Halton Healthcare’s groundbreaking Tray in Motion – Positive Patient Identification with Meal Tray Delivery system has been acknowledged as a Leading Practice by the Health Standards Organization, signifying a significant milestone in healthcare innovation.
Tray in Motion is an automated solution designed to streamline meal distribution within hospital settings while incorporating positive patient identification to ensure the highest standard of healthcare and reduce patient tray delivery errors. This pioneering practice not only enhances patient safety but also plays a crucial role in promoting good hospital nutrition, contributing to patients’ overall well-being and recovery.
Explaining the importance of this system, Marianne Katusin, Director of Support Services, emphasizes, “From a patient safety and quality perspective, meals must be prepared very carefully according to each individual’s needs. This includes dietary restrictions, the texture of food, and food allergies. Some patients have diabetes; others may be on a low-salt diet or have swallowing issues. In our busy hospital, we need to provide an efficient and timely food distribution system that ensures each patient gets the right meal to avoid adverse food reactions.”
The process begins when a patient’s meal order is received, and a meal ticket is generated, incorporating unique barcode information linked to the patient’s records, along with a wristband containing essential information such as the patient’s name, birthdate and dietary restrictions or allergies. Using this data, a customized food tray is assembled with instructions communicated through the automated Tray in Motion system.
When the meal is ready for delivery, a member of the food service team scans the barcode on the tray and matches it with the patient’s wristband using an iPad. This dual verification process ensures that the proper meal, tailored to the patient’s specific dietary needs, is delivered to the correct recipient.

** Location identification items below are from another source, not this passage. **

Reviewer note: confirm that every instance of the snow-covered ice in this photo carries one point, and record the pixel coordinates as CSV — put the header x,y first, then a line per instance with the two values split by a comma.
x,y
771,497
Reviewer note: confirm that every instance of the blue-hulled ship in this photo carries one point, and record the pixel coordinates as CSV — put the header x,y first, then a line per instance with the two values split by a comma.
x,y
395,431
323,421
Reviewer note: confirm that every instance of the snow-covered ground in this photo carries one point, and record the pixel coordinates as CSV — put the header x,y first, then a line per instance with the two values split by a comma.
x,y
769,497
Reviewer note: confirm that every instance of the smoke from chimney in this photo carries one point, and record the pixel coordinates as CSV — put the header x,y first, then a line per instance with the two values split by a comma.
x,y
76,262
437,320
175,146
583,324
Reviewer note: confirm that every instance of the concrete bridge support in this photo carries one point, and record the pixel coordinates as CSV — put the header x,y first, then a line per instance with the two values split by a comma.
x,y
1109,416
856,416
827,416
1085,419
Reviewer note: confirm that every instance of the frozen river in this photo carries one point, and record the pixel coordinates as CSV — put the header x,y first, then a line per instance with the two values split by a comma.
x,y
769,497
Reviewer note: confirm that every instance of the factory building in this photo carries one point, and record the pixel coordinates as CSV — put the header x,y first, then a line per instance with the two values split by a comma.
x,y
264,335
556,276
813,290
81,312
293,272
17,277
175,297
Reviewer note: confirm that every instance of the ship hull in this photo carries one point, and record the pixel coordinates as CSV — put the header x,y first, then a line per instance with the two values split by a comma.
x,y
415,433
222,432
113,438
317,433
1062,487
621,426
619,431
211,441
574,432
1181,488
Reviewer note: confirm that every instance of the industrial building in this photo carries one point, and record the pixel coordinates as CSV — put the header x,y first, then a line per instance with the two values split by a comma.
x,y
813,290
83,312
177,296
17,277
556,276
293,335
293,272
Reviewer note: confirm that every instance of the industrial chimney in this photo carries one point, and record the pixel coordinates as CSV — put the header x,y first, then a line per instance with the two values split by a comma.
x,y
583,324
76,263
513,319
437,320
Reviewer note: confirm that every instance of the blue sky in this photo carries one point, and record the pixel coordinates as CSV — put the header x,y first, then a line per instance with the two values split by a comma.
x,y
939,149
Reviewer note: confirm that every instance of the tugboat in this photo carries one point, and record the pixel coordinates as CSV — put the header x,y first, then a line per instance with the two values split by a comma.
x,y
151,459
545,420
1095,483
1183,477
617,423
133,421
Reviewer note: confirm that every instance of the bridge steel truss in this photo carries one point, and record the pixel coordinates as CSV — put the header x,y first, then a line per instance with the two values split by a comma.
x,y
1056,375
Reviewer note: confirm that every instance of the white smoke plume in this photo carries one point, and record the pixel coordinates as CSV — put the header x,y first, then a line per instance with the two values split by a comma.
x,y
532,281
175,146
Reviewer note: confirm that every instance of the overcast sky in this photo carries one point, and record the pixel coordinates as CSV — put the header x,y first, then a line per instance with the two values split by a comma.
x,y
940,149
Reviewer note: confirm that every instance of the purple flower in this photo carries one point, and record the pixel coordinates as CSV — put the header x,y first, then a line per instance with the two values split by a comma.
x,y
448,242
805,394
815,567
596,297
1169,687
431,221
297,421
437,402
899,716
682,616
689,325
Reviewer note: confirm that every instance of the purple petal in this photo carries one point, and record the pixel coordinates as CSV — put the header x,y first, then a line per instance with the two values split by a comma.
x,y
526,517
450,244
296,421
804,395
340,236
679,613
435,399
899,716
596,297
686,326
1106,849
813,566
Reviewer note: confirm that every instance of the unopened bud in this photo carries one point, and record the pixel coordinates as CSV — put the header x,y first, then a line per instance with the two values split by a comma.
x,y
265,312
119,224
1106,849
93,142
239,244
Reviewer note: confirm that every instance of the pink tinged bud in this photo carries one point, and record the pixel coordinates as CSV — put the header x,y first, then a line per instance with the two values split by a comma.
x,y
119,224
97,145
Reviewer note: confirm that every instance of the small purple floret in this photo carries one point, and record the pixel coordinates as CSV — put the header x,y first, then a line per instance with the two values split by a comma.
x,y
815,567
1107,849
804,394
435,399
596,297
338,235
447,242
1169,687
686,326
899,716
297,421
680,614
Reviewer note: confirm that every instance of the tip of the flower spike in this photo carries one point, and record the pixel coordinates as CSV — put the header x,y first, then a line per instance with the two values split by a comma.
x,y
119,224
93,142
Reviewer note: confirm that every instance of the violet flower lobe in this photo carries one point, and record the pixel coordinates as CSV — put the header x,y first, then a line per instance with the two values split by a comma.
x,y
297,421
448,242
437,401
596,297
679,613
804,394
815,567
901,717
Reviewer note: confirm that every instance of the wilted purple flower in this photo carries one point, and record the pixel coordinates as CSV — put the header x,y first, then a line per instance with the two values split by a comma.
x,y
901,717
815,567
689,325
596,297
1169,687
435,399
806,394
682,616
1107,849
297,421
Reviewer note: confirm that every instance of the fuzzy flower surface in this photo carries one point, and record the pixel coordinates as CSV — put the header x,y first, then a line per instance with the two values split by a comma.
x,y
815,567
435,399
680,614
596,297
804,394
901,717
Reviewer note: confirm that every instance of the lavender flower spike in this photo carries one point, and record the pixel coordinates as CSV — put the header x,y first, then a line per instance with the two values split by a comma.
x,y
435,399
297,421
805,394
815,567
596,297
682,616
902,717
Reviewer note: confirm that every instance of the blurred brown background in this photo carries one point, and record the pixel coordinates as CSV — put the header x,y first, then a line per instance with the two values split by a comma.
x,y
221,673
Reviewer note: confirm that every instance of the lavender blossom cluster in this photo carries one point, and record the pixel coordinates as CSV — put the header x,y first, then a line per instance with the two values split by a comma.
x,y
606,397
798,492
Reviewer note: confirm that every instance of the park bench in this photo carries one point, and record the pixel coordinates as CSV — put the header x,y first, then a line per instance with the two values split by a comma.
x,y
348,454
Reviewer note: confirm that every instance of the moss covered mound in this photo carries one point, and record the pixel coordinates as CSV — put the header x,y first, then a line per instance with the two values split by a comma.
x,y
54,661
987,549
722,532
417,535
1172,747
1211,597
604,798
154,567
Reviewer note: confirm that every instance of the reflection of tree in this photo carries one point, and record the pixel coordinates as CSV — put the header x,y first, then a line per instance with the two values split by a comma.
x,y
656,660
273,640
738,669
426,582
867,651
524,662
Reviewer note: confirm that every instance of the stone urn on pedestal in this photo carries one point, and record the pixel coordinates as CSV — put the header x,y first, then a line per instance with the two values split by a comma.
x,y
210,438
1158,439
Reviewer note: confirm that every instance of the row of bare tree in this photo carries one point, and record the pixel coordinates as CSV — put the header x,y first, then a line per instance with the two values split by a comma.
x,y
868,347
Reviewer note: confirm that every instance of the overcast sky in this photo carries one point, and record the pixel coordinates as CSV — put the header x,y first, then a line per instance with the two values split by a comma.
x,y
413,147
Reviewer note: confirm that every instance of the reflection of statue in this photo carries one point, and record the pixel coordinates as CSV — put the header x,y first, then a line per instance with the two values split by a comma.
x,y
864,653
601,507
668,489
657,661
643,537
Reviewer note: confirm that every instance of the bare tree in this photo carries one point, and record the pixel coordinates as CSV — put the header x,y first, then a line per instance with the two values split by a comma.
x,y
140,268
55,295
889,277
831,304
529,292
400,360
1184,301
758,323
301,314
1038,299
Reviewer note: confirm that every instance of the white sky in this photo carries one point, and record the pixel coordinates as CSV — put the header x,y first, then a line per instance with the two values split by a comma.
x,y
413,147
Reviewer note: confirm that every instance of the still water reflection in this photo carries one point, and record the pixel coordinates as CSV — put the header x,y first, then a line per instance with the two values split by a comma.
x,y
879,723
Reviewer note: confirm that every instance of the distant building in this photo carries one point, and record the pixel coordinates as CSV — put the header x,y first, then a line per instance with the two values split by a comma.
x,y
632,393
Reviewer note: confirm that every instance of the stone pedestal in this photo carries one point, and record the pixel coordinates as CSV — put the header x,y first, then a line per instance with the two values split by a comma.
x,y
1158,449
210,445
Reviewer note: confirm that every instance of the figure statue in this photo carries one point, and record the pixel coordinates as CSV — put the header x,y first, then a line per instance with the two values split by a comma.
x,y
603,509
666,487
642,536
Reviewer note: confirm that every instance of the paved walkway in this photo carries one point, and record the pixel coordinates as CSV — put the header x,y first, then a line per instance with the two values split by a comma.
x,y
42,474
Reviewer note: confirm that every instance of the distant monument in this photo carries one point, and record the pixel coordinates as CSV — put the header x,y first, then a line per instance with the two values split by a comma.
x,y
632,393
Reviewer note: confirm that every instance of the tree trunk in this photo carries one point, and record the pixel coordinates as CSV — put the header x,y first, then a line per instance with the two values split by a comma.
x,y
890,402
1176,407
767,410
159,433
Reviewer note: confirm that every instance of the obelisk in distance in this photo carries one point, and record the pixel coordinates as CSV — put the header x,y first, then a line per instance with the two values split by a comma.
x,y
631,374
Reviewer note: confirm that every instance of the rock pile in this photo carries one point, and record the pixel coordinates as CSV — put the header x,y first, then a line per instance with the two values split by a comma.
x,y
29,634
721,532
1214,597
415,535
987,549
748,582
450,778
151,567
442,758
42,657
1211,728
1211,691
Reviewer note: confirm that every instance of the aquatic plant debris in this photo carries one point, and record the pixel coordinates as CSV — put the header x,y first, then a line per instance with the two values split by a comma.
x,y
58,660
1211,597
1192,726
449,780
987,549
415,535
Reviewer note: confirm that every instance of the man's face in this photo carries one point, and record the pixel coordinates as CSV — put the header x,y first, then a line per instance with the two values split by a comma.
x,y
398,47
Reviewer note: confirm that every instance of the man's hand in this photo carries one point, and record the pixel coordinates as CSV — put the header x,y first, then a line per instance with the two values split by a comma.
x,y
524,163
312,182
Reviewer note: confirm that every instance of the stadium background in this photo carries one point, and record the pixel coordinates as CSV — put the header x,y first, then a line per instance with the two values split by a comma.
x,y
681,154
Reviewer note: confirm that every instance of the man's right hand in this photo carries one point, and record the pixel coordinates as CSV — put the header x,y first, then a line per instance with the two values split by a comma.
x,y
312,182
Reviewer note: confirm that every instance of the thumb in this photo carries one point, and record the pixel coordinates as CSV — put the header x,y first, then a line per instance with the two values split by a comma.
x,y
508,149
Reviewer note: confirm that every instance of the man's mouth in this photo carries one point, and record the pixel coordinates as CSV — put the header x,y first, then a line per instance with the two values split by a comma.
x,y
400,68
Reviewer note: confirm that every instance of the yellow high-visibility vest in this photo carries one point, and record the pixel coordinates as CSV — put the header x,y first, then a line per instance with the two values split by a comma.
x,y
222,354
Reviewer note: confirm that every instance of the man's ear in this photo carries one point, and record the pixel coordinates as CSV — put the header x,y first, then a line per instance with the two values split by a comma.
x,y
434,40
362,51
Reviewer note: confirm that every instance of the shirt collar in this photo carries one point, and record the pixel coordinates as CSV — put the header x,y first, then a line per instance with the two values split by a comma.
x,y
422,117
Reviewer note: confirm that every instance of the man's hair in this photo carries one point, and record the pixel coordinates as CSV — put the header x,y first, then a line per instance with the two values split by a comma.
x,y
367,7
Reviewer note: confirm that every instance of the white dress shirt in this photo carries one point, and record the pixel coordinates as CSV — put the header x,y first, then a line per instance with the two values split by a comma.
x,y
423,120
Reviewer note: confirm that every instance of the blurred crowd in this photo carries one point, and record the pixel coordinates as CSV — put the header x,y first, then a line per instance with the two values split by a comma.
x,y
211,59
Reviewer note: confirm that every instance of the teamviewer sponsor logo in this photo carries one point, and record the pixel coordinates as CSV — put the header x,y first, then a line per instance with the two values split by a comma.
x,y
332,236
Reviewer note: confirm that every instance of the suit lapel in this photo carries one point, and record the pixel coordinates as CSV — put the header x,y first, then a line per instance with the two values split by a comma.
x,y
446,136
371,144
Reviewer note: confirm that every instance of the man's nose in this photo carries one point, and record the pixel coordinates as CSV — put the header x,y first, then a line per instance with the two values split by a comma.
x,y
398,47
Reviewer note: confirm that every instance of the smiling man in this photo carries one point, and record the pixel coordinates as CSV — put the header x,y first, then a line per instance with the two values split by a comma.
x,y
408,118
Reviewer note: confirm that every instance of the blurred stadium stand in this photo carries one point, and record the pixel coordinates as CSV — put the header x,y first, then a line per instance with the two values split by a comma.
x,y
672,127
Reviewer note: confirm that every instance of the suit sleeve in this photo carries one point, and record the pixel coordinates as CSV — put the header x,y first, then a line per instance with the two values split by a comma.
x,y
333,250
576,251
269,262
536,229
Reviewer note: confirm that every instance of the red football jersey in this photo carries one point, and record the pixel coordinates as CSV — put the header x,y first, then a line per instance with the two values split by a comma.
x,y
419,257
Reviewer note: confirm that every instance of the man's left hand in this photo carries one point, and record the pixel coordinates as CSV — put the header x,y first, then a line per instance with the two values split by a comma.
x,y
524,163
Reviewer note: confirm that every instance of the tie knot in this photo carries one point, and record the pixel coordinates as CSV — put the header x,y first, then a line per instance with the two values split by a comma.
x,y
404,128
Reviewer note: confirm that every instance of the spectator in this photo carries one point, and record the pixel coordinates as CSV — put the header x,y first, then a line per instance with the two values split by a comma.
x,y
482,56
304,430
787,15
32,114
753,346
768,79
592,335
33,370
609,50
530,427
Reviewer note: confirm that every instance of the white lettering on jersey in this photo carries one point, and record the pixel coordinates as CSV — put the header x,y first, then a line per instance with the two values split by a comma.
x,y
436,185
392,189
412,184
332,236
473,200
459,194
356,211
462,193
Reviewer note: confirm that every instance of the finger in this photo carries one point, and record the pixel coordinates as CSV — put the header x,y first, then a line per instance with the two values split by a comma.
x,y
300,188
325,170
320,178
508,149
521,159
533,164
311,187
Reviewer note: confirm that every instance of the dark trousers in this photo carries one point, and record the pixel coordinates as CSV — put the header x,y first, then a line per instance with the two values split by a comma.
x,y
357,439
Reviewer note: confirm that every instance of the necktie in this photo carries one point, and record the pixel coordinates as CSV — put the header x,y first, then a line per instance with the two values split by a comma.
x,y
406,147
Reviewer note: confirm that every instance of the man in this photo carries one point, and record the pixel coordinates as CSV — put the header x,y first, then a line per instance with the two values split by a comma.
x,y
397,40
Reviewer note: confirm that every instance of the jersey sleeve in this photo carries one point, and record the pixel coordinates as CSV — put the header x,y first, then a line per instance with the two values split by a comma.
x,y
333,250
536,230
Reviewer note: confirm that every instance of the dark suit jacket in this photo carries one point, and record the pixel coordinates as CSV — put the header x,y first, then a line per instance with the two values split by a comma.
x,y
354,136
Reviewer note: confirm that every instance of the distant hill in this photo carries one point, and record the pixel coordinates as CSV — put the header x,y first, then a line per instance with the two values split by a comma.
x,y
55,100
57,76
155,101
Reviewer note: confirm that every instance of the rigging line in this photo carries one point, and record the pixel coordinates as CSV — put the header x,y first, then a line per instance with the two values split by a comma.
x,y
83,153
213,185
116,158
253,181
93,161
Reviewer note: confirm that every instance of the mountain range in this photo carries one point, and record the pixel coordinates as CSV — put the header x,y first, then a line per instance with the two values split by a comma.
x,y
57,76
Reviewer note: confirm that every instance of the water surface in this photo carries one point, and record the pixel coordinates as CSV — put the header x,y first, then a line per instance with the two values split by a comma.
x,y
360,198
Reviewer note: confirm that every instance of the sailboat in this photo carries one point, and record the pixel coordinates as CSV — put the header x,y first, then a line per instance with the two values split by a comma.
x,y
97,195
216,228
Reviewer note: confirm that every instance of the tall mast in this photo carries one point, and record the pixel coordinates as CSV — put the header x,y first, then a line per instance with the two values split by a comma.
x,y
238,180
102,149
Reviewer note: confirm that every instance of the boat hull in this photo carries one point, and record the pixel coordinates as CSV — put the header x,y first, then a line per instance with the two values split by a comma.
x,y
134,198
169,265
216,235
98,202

Alexandra McCord, Manager of Food Services at Oakville Trafalgar Memorial Hospital, highlights another advantage of the system, stating, “In addition to allowing us to track meal trays from the meal ticket creation stage to delivery and monitor the process in real-time, this system also allows us to better respond to last-minute changes from the time of assembly to delivery. If need be, we can locate a tray in seconds.”
The system’s final step involves an additional positive patient identification verification. If the scan displays a green checkmark, signifying that everything is in order, the food service team member verbally confirms the patient’s name before presenting the meal. If a red ‘x’ appears, the scanner alerts the staff that there might be an issue. This could be due to a change in the order or the intended patient being discharged or relocated. In such instances, healthcare teams investigate and make necessary modifications.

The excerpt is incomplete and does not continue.